Overall customer satisfaction with Canada’s Big Five and midsize banks increased in 2013, driven primarily by customers’ increasing understanding regarding fees and services. However, customers were more inclined to see banks as being profit driven, lagging in innovation and not customer focused.
The J.D. Power 2013 Canadian Retail Banking Customer Satisfaction Study, now in its eighth year, found that overall customer satisfaction among retail bank customers in Canada increased 19 points to 772 (on a 1,000-point scale), compared with 753 in 2012.
Among the Big Five, ratings were highest for TD Canada Trust. With a score of 781, TD was above the Big Five average of 765. BMO Bank of Montreal had 765, RBC had 763, Scotiabank 759 and at the bottom was CIBC with 750.
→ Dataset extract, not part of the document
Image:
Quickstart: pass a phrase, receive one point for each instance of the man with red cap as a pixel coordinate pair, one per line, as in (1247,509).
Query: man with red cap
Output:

Satisfaction was highest at mid-sized institutions: 839 for ING Direct, 787 for President's Choice Financial and 783 for National Bank of Canada. The average satisfaction ranking for mid-sized banks was 778.
The rankings for the banks’ retail operations don’t align with JD Power’s separate rankings of their full-service investment arms.
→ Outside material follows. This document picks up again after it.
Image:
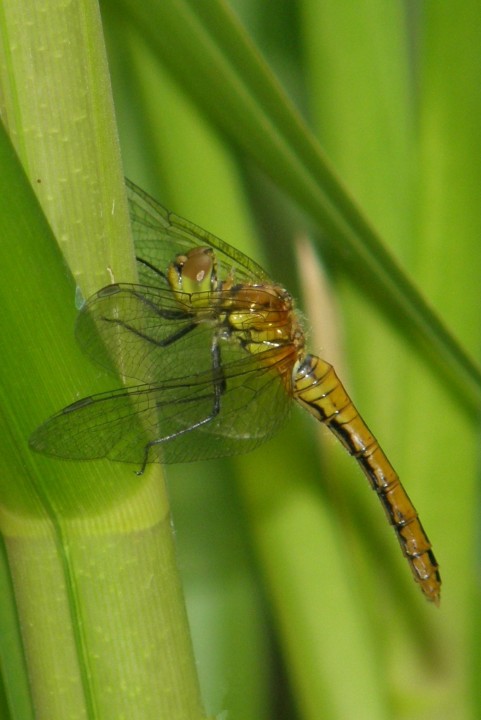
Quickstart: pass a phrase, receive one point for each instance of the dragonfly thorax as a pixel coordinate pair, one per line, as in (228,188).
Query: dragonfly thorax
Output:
(263,316)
In 2012, among the Big Five’s branded wealth units TD Waterhouse was top with 731, ScotiaMcLeod followed with 728, RBC Dominion had 726, CIBC Wood Gundy 723 and BMO Nesbitt Burns at 702. The list was topped by Raymond James at 754 and Edward Jones at 735.
The 2013 investment services rankings are expected in August or September, a spokesman said.
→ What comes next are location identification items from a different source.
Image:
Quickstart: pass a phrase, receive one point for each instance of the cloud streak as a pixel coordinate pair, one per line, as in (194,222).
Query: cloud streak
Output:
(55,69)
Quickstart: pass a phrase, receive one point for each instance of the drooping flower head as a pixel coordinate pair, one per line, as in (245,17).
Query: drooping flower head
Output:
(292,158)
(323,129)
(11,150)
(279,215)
Despite an increase customer satisfaction, 32% of Big Five customers perceived their bank as being more profit driven and less customer focused, up from 24% in 2012. Among midsize bank customers, 19% shared this sentiment, compared with 15% in 2012.
Retail banking customers in Canada have high expectations when it comes to using technology to conduct their banking business, and banks may not be meeting these expectations. In 2013, 58% of customers perceive their bank as being technologically innovative, down from 66% in 2012.
The study notes that Canada’s banks have been slow to introduce and promote mobile offerings. Mobile penetration is only 8% in Canada compared with 18% in the US.